Your Family's Passport to Financial Security
Life insurance can be one of the cornerstones of financial planning. In the event of an unexpected or premature death, the HSBA Group Annual Term Life Insurance Plan can help provide the financial security your family needs. This life insurance helps make sure they’ll be able to meet current expenses—such as mortgage and car payments—as well as future expenses such as college tuition.
Valuable Benefits
ELIGIBILITY
All HSBA members/employees under age 60 may apply for coverage for themselves, their spouse age 60 or under and all unmarried dependent children ages 14 days to 21 years (25 if a full-time student).

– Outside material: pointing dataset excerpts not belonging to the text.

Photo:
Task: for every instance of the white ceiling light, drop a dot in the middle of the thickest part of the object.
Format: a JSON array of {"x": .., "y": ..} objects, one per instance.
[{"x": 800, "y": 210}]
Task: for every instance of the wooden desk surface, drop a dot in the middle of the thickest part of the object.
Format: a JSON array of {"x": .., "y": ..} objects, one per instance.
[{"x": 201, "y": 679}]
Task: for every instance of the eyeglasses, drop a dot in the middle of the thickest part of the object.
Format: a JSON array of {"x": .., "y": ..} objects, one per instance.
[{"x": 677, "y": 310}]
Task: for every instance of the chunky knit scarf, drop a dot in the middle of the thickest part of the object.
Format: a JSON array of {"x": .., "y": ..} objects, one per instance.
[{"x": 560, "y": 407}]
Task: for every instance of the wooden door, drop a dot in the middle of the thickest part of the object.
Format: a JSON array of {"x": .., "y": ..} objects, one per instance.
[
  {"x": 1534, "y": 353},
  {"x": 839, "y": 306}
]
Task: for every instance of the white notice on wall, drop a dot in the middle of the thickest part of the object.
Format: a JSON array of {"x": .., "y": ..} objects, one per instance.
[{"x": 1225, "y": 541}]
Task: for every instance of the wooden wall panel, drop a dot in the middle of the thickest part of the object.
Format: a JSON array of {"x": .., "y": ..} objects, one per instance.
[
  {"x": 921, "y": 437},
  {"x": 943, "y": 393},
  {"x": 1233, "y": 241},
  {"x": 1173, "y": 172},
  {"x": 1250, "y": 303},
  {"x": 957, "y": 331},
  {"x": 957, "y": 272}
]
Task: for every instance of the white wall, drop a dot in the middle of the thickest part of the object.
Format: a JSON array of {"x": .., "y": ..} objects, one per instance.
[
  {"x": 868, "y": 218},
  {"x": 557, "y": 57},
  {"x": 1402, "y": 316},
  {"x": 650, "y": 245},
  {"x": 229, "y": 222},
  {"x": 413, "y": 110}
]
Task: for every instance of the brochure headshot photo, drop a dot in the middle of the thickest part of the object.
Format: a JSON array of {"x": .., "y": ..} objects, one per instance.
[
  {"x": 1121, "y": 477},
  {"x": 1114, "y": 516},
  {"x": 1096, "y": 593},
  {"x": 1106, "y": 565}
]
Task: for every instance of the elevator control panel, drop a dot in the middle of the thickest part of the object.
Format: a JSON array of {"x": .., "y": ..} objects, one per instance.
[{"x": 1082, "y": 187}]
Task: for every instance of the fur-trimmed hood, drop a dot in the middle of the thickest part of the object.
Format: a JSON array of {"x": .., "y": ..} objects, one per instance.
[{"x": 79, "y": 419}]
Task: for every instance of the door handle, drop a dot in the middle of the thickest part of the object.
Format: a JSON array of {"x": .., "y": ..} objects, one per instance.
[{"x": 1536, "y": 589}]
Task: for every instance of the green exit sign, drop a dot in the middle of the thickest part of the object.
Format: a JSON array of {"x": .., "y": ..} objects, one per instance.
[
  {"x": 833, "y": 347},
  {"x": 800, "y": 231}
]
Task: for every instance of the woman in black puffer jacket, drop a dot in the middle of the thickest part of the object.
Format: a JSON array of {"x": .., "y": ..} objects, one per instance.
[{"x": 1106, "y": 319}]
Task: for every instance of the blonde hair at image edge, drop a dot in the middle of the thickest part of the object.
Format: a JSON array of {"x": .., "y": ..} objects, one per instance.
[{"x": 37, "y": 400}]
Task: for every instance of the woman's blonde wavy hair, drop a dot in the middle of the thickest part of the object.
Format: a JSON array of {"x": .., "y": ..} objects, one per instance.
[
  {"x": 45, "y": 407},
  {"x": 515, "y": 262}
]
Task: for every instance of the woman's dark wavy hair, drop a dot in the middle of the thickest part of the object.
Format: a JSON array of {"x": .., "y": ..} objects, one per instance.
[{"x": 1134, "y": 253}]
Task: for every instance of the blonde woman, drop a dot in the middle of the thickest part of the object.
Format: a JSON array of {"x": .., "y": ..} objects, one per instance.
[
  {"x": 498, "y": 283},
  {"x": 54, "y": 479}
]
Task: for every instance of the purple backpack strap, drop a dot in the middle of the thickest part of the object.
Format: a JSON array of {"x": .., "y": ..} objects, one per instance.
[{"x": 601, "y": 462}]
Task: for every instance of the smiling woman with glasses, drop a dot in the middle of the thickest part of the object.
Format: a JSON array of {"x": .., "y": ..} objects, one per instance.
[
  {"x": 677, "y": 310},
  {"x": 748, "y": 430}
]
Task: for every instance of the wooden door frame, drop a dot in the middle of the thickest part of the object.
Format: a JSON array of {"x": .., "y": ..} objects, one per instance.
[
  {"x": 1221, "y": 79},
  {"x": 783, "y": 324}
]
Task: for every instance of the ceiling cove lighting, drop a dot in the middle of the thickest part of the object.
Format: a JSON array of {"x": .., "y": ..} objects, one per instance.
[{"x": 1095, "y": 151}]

A dependent who is also a member/employee is eligible for either member/employee or dependent coverage, but not both. If both member/employee and spouses are covered as members/employees, neither may insure the other as spouse and only one may insure any eligible children.
APPLY FOR UP TO $1,000,000 OF COVERAGE
Choose the amount of Group Annual Term Life insurance you need to help protect you and your family.
Amounts Of Insurance:
Members/Employees – $25,000 to $1,000,000 in $25,000 increments.
Spouse – $25,000 to $1,000,000 in $25,000 increments. (Note: spouse coverage may not exceed 100 percent of member/employee coverage.)
PLAN FEATURES
Accelerated Life Benefit
This important plan option gives you the ability to collect part of your HSBA Group Annual Term Life benefits before your death if your doctor diagnoses you with a terminal illness, as defined in the certificate, and a life expectancy of six months or less. You can collect 50 percent of your benefits (or $100,000, whichever is less) before you die–to use however you wish.
You must have at least $10,000 in Life Insurance coverage in force to qualify for this benefit.
This money can be used to help cover high prescription drug costs…medical bills…outstanding debts…to help pay for experimental treatments…the cost of modifications to your home…or for a family vacation – the choice is yours.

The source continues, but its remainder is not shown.